Tot de dag dat Betsy op ons werk van een trap afviel. Van boven naar beneden. Terwijl ze ook de lift had kunnen pakken, die ernaast was. De val was pijnlijk maar zoals altijd klaagde ze daar niet over. Toen ze toch maar even voor controle naar het ziekenhuis gebracht werd, moest ze blijven. Er bleek veel meer aan de hand. Betsy zou helemaal niet meer beter worden. Er is nog van alles aan gedaan. Alle kansen zijn aangegrepen. Er was hoop, terugslag, ongeloof en groot verdriet. In het ziekenhuis heb ik haar opgezocht. Haar ontvangst zal ik nooit vergeten: “Van iedereen die ik verwacht had, jou niet! Nou dat vind ik zo leuk!”. Ze liet me haar pruik zien die ze net gekregen had. Ze moest er een beetje om lachen, het was zo’n gek ding. Ik was haar met dichtgeknepen strot aan het bewonderen. Zij was het die het gesprek met de aanwezigen op gang hield. Zij sprak de troostende en opbeurende woorden. Zij gaf de gezelligheid. Ik was voor haar waarschijnlijk gewoon een leuke collega, waarvan ze er zoveel had. Voor mij was zij een vrouw waar ik tegenop keek. Zoals ik zou willen zijn. Vrolijk, enthousiast, belangstellend, nooit zeurend en altijd behulpzaam en zorgzaam. Zij was altijd zo, ondanks alles. Ik doe mijn best zo te zijn. Maar het lukt me vaak domweg niet omdat ik geïrriteerd ben. Meestal om niks. Of chagrijnig. Of omdat ik een zeurderig buikpijntje heb. Zelfs als ik heel hard probeer om een beetje te zijn zoals zij, lukt het me niet.
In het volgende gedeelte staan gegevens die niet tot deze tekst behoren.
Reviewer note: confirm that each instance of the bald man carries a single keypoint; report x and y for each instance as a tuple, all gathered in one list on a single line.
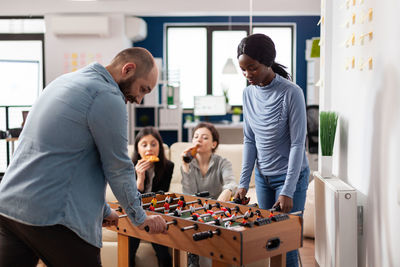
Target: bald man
[(74, 142)]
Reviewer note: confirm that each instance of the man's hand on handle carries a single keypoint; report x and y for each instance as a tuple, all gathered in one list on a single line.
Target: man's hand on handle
[(241, 194), (155, 224), (111, 219), (285, 203)]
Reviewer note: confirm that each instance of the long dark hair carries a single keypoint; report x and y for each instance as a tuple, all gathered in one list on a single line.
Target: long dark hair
[(159, 166), (261, 48), (212, 129)]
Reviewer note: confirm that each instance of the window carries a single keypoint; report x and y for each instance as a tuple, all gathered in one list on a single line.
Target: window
[(196, 57), (21, 73)]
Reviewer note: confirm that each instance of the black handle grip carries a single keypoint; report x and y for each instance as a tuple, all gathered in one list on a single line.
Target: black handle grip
[(202, 235), (203, 194)]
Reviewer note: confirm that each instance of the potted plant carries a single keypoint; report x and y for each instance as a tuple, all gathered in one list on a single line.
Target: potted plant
[(236, 112), (188, 118), (327, 132)]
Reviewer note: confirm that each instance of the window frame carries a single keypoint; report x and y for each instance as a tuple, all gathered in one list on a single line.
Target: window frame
[(210, 27)]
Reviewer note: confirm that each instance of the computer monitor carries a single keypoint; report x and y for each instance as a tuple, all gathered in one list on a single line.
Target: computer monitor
[(209, 105)]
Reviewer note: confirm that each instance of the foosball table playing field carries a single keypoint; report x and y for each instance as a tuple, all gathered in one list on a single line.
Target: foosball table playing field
[(228, 233)]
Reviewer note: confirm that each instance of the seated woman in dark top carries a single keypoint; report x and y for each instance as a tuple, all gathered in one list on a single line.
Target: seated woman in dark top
[(151, 176)]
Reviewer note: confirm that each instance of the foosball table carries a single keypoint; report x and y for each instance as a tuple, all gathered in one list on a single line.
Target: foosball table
[(228, 233)]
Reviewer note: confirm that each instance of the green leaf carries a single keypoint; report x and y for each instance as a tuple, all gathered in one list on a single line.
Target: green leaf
[(327, 131)]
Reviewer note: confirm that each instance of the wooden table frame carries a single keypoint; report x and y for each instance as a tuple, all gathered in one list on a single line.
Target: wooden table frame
[(234, 246)]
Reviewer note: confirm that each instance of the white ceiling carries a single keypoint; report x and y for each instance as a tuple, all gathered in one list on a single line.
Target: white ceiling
[(162, 7)]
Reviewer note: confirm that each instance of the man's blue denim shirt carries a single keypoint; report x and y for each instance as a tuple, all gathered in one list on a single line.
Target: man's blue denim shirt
[(74, 141)]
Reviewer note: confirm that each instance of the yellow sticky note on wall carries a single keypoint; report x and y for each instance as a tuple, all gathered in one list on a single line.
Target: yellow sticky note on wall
[(370, 14)]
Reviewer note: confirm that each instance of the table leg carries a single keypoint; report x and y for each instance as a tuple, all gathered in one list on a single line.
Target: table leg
[(278, 261), (123, 250)]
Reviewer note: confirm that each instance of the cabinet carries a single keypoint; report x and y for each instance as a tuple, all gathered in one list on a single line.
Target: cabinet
[(167, 120), (312, 75)]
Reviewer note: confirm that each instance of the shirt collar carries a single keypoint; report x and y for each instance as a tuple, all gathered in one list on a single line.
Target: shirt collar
[(271, 84)]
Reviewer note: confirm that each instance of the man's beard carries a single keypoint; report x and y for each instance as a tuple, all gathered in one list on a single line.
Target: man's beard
[(125, 85)]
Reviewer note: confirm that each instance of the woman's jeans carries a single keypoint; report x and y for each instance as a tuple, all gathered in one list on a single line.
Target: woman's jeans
[(268, 189)]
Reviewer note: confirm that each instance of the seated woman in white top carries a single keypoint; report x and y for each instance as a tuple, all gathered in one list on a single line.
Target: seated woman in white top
[(207, 171)]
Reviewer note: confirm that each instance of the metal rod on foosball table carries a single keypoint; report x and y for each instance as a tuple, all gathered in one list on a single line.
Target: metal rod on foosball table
[(162, 201)]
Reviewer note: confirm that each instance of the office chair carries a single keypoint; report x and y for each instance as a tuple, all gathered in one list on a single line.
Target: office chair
[(312, 128)]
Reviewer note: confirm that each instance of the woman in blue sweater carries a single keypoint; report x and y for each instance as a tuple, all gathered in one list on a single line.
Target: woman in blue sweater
[(275, 126)]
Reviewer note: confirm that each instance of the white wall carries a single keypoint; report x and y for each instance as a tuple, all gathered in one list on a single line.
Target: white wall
[(368, 102), (61, 50), (161, 7)]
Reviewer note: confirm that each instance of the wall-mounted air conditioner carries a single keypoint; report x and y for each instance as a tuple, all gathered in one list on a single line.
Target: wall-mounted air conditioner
[(80, 25)]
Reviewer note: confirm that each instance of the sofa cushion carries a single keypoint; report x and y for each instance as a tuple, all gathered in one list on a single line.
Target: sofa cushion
[(131, 150)]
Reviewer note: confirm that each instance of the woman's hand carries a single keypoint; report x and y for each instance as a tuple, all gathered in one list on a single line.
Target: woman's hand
[(156, 225), (285, 203), (225, 195)]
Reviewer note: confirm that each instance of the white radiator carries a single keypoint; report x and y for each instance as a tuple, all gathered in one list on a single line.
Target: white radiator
[(335, 223)]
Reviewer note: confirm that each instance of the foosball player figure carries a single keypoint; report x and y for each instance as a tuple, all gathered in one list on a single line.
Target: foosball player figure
[(226, 211), (211, 212), (258, 215), (166, 207), (154, 201), (206, 206), (196, 217), (228, 224), (180, 203), (245, 222), (248, 213), (271, 214), (152, 207)]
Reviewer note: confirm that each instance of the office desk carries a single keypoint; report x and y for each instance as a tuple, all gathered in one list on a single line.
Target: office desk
[(229, 133)]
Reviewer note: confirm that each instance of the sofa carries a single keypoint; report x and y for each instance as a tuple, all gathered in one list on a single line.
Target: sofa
[(145, 255)]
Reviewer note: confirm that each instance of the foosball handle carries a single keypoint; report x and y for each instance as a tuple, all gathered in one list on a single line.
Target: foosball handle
[(203, 194)]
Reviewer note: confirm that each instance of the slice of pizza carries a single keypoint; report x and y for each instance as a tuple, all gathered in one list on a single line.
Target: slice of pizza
[(152, 158)]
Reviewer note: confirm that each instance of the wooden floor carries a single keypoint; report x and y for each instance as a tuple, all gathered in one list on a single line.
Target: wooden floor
[(307, 253)]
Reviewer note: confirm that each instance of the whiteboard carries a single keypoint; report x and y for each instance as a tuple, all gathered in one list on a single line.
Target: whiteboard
[(209, 105)]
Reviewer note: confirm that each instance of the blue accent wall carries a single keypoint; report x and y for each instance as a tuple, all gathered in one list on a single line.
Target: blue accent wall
[(306, 28)]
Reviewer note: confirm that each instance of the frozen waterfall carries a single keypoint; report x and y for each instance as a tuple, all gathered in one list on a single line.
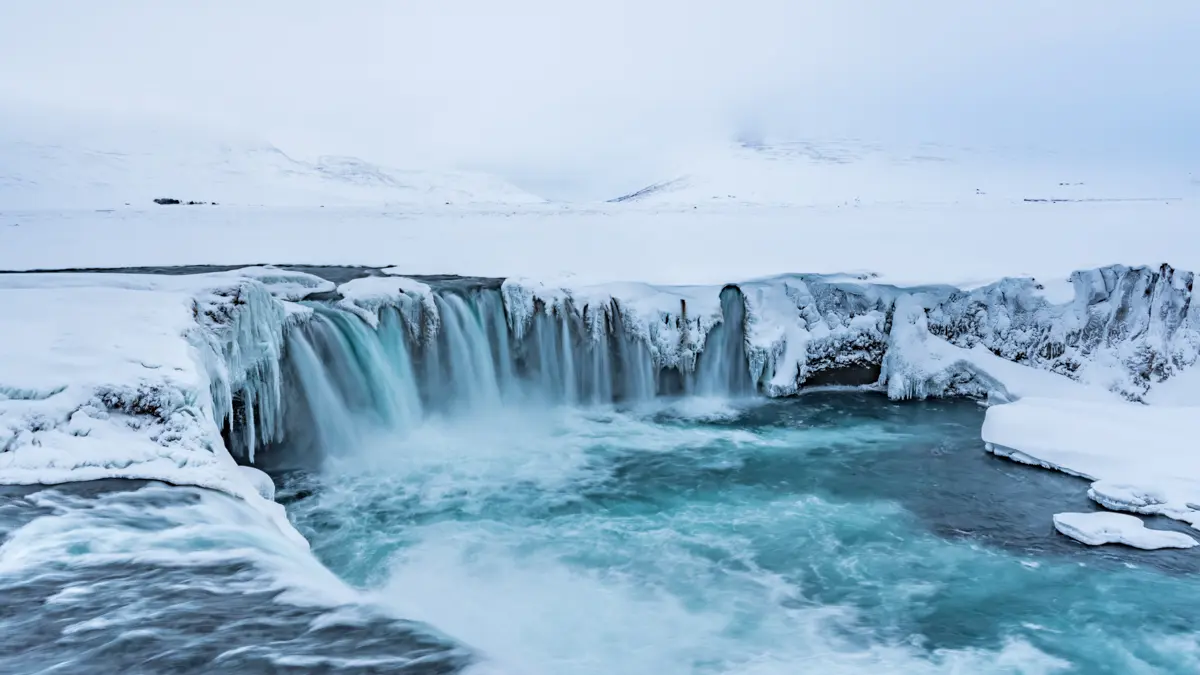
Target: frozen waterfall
[(345, 378)]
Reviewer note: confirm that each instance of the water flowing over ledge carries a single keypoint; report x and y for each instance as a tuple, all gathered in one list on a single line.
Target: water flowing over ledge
[(187, 366)]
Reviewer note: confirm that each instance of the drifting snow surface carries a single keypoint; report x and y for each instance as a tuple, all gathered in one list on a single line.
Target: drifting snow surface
[(1105, 527), (856, 173), (51, 162), (1143, 459)]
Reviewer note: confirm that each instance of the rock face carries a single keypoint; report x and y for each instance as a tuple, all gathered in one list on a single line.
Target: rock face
[(1125, 328), (1121, 328)]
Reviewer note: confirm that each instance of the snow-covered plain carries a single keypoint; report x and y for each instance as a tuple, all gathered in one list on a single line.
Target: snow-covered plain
[(105, 163), (948, 273)]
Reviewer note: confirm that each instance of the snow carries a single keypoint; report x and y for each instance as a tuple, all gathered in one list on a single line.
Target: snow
[(47, 161), (1140, 458), (928, 263), (963, 245), (1105, 527), (366, 296), (130, 376), (921, 365), (855, 173)]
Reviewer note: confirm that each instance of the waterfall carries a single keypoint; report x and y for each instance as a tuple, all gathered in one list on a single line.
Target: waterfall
[(724, 368), (347, 380)]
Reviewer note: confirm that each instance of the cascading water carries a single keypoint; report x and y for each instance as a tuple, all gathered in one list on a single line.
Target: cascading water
[(724, 368), (348, 380)]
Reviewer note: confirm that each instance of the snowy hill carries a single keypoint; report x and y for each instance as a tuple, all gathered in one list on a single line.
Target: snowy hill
[(91, 163), (850, 172)]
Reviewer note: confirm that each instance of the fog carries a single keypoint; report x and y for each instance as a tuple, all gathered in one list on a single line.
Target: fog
[(577, 93)]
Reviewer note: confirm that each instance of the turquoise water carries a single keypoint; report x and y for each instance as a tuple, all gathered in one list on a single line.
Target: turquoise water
[(837, 532)]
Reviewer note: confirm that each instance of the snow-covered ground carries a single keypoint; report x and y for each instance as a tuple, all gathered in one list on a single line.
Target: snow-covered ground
[(961, 244), (856, 173), (947, 269), (131, 376), (101, 163)]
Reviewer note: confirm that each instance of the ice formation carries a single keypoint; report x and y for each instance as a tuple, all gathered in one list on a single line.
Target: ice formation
[(1140, 458), (144, 376), (1107, 527)]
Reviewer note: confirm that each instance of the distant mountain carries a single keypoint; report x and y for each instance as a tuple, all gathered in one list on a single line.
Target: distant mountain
[(849, 173), (93, 163)]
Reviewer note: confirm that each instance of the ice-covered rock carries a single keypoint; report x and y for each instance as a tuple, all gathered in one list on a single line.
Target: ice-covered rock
[(1121, 328), (1104, 527), (133, 376)]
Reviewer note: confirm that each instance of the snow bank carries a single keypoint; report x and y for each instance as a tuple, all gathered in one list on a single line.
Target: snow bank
[(672, 321), (365, 297), (132, 376), (1141, 459), (1105, 527), (919, 364)]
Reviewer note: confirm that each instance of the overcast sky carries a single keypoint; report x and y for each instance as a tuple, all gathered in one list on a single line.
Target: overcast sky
[(544, 88)]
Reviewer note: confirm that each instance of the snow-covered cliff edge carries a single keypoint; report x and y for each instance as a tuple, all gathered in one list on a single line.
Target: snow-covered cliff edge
[(168, 377)]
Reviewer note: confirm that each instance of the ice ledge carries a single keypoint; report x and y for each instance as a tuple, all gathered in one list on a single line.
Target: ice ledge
[(1102, 527), (1141, 459), (132, 376)]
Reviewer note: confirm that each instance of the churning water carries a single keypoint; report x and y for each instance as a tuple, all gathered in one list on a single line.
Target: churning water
[(547, 502), (829, 533)]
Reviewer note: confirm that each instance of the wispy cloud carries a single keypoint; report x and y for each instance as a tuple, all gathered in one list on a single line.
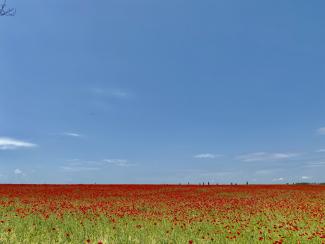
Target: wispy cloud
[(7, 143), (118, 162), (263, 156), (321, 131), (315, 164), (305, 177), (278, 179), (74, 168), (72, 134), (207, 156)]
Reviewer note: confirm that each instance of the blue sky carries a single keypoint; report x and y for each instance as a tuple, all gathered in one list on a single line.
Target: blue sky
[(162, 91)]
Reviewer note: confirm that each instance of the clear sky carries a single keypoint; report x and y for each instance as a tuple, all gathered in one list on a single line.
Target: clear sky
[(152, 91)]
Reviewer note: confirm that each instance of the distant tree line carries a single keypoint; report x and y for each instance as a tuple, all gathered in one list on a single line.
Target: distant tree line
[(6, 11)]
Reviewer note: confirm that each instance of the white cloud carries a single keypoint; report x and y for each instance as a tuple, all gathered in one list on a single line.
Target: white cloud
[(305, 177), (72, 134), (7, 143), (278, 179), (18, 172), (263, 156), (207, 156), (118, 162), (315, 164), (78, 168), (321, 131)]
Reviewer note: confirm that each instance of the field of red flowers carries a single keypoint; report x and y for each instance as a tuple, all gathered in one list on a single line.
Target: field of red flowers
[(162, 214)]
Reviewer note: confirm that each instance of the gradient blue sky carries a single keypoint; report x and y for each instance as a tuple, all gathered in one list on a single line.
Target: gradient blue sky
[(154, 91)]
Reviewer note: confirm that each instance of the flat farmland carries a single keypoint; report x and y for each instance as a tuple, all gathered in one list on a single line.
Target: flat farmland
[(162, 214)]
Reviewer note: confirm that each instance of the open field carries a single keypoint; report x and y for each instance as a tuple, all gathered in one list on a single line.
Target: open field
[(162, 214)]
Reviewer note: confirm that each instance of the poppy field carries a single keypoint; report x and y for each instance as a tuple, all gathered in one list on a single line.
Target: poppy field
[(162, 214)]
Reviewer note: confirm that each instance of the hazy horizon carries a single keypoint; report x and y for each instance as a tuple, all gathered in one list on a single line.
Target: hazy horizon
[(162, 92)]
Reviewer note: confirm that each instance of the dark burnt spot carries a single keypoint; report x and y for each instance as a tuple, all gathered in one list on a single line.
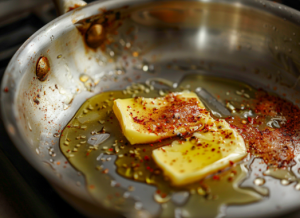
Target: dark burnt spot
[(97, 30)]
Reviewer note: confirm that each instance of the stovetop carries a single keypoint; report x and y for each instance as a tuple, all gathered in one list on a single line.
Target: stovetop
[(23, 191)]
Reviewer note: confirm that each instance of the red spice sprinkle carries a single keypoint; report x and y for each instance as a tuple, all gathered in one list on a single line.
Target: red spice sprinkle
[(216, 177), (276, 146)]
Maar positief gestreden heeft ze tot het eind. Zoals ze dat altijd deed. Ze is 60 jaar geworden.
Onderweg naar de uitvaart vroeg mijn lief waarom het op Driehuis Westerveld in Velsen was. Ik had geen idee. Het was vast vol in Zaanstad. Totdat we daar aankwamen en we over de begraafplaats liepen. Wat een koe was ik ook! Het was er prachtig mooi! Al die bomen, hoogteverschillen, bloemen en lichtinvallen. Dit had Betsy natuurlijk zelf uitgekozen. Als de gelegenheid niet zo ellendig was, was het er sprookjesachtig. De sprekers waren ontelbaar. De een met een nog persoonlijker verhaal dan de ander. Nooit geweten dat Betsy de muziek van De Dijk zo mooi vond! Zelfs na haar overlijden vond ik weer een overeenkomst. Hij kwam meedogenloos binnen. Ik kende het nummer ‘als het golft’ niet. Maar hij was compleet op haar lijf geschreven.
Op de dansvloer van het leven, met een Tango voor de boeg
Kan het zomaar heftig stormen, ook als niemand daarom vroeg
Als het golft dan golft het goed
Ik koester de vrolijke foto van de diploma uitreiking waar we beiden opstaan. Ondanks alle stormen danste Betsy door het leven. Geen enkele golf kan mijn herinnering aan haar ooit wegvagen.